Some TTT thoughts

David <dfrankiswork@netscape.net> dfrankiswork at netscape.net
Sat Dec 28 01:37:06 UTC 2002


Resolutely lowering the tone...

The trouble with the Ents is not that they have legs, but that they 
were taught to walk by Jar-Jar Binks.

Note to aspiring Evil Overlords.  When you send out your Legions of 
Terror, equipped with siege ladders, battering rams, explosive 
charges, and crossbow-launched grapnels, spare a thought for packing 
a set of portable bannisters: they are *so* helpful on those open 
ramps.

On a more serious note, that Arwen dream/flashback, or whatever it 
was, as a LOTR reader I could understand that Jackson was trying to 
get her into the story.  Had I been a non-reader, I think I would 
have thought that he was *trying* to suggest that Eowyn could 
supplant Arwen in Aragorn's affections, not tell us that he was 
already spoken for.  Perhaps that's so, but if so he doesn't follow 
it up well as otherwise he seems immune.

Have I got the wrong end of the stick, or did the Rivendell scene 
where Elrond looks pained as she marches off mean that in ROTK there 
will be a scene where they find a barely-conscious Arwen under a 
pile of Elf bodies?  Not only does that make the near-death 
experience even more commonplace, but it further confuses Arwen's 
and Eowyn's turf.  What's a shield-maiden to do, if elf-princesses 
go nicking all her best storylines?  One wonders if this was the 
real reason for bringing the elves to Helm's Deep, since they arrive 
too early to turn the tide of the battle (aspiring Evil Overlord 
note: *always* maintain a reserve, no matter how desperate the 
situation).  IMO Tolkein was never very convincing with his 'Last 
Alliances' anyway - he could always find room for just one more, and 
dredge the Elves out of the bottom of their barrel yet again.
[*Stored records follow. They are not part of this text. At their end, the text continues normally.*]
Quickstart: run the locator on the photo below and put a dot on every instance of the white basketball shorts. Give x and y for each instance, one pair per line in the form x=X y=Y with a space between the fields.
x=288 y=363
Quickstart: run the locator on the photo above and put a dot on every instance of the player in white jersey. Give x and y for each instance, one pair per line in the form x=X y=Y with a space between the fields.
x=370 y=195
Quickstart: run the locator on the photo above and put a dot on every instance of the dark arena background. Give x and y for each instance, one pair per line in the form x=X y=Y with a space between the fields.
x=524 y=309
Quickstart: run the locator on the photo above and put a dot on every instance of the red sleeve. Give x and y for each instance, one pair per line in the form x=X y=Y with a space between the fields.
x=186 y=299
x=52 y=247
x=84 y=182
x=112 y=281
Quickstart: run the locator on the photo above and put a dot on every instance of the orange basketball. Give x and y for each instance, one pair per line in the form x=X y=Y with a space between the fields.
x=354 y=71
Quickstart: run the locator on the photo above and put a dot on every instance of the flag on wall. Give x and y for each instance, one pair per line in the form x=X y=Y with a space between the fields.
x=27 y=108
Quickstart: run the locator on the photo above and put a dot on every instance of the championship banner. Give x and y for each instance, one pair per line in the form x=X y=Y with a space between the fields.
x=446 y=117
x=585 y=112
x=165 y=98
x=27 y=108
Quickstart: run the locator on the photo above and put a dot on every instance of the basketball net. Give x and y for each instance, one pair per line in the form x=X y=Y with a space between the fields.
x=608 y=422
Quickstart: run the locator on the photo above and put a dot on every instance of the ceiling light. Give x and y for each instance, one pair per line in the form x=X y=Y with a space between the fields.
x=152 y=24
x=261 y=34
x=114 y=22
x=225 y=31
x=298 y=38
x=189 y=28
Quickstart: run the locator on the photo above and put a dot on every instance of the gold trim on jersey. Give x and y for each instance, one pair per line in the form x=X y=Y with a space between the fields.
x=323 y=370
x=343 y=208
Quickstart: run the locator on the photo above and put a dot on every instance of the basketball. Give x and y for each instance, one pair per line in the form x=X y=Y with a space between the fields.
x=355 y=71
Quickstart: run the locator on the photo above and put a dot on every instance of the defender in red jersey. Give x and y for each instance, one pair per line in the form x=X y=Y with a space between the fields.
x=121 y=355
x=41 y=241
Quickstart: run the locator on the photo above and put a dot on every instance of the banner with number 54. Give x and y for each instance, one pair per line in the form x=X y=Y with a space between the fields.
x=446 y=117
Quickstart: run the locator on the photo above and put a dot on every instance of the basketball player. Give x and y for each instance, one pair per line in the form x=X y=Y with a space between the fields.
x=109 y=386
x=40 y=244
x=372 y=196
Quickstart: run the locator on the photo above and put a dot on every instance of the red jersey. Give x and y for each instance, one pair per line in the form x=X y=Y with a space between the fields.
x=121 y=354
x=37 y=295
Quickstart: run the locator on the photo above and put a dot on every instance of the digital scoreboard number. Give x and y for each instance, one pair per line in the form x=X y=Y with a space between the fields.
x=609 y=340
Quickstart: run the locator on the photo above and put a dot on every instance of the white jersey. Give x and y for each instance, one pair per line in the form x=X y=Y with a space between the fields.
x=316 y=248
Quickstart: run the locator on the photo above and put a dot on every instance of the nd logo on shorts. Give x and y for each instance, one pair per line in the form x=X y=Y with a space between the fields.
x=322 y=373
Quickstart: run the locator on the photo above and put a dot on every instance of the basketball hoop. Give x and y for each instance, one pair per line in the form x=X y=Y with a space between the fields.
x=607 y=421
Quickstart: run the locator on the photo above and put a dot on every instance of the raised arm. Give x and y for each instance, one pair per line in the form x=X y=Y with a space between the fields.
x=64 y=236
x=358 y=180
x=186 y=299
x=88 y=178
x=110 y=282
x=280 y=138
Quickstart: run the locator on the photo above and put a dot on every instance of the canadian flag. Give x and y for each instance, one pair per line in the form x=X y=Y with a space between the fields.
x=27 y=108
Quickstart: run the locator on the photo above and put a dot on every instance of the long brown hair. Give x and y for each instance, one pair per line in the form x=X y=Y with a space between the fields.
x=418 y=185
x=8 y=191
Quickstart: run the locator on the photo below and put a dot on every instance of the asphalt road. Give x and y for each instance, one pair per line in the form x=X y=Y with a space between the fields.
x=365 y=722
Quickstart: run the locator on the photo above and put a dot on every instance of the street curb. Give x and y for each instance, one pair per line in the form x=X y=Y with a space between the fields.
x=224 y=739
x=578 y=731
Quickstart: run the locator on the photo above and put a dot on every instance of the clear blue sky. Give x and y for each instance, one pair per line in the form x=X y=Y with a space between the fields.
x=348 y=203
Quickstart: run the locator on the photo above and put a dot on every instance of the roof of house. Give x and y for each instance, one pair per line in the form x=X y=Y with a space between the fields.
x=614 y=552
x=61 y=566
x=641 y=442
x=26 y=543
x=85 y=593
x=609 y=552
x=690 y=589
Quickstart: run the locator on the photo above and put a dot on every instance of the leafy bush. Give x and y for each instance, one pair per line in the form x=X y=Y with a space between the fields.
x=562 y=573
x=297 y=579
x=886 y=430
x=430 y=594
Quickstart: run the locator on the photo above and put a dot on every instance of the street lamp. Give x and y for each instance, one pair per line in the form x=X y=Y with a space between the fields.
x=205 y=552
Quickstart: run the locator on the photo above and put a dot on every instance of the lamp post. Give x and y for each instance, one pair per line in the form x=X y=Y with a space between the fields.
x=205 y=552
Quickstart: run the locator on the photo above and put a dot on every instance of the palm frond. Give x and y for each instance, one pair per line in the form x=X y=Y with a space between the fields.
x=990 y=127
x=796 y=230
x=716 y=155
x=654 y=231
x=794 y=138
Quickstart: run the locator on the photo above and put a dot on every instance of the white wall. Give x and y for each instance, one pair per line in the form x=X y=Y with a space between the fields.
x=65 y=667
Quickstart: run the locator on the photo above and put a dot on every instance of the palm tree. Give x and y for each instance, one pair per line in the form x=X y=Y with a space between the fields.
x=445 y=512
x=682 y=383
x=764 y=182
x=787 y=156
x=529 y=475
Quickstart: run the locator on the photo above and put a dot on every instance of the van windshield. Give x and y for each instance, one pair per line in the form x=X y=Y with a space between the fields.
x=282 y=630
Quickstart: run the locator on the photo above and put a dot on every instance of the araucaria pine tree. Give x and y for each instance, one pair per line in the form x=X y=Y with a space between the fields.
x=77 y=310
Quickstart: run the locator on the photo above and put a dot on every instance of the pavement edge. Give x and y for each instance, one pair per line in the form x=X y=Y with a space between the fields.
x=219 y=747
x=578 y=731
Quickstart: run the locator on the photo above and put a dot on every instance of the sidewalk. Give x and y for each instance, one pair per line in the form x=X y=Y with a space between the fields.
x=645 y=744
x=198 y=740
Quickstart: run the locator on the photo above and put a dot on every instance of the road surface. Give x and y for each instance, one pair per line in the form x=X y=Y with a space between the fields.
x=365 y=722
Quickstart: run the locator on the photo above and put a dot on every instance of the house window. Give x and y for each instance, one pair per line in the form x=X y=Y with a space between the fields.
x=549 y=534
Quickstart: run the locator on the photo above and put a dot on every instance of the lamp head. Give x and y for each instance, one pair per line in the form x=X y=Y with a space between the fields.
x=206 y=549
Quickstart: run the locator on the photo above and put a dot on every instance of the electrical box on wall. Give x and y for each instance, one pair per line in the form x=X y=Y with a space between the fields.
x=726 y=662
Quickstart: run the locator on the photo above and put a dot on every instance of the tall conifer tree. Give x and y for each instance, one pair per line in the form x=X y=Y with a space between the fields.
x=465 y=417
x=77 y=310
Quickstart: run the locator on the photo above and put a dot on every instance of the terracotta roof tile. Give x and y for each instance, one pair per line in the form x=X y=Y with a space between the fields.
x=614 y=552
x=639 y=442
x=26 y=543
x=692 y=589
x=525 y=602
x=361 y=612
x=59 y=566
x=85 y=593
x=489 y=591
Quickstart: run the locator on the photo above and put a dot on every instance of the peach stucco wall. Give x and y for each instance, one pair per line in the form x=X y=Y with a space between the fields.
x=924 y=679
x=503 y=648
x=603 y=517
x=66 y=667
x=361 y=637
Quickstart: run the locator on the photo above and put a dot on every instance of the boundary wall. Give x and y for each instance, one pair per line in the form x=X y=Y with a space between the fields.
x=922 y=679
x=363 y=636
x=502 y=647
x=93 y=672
When Aragorn, Legolas and Gimli meet Gandalf, they have to try to 
attack him, and this I think is a good example of my issue with the 
debate about 'drama' a few days ago.  It is clearly more dramatic 
(in some sense) for them to attack him and to bounce off as they do 
than to nearly do so and realise just in time, as more or less 
happens in the book, but is more always better?  It feels like the 
logic of the soap-opera, where you know that the characters, 
confronted with a choice, will always take the stupidest option, 
because it maximises the short-term gulp factor, whatever the long 
term sacrifices in consistency, subtlety, originality, and dare I 
say it, entertainment.

Faramir's temptation: I wasn't too bothered by making it stretch 
from Henneth Annun to Osgiliath.  What was harder to swallow was the 
instant volte-face once the Nazgul had swooped over a couple of 
times.

Oddly enough, as time passes, I am beginning to go off Jackson's 
LOTR and appreciate Columbus' HP.  Both of them have a depressing 
love of crashes and bangs, and there is a an interesting analogy 
between the Hogwarts prospectus feel of PS and the Middle Earth 
Tourist Board appeal of FOTR, but once you take these things away, I 
feel there is more left in the HP series.  So far.

Oh, and here's a Tolkein thought, no doubt completely done to death 
on the LOTR equivalent of HPFGU.  I am reading LOTR yet again, this 
time to my youngest child (at his demand over my protests) and this 
time round it is striking me as the grandfather of all those 
computer games where you have to reach your goal, wiping out enemies 
and picking up various objects, weapons, and medkits along the way.  
You know, arrive at Rivendell, add 40% to your health score, pick up 
Mithril shirt and Sting; when you get to Pelennor, use Barrow blade 
on Nazgul's tendon; to get to Level 6 you have to go through the 
Paths of the Dead.  Congratulations, you have reached Valinor/become 
King of Middle Earth/been elected mayor of Michel Delving.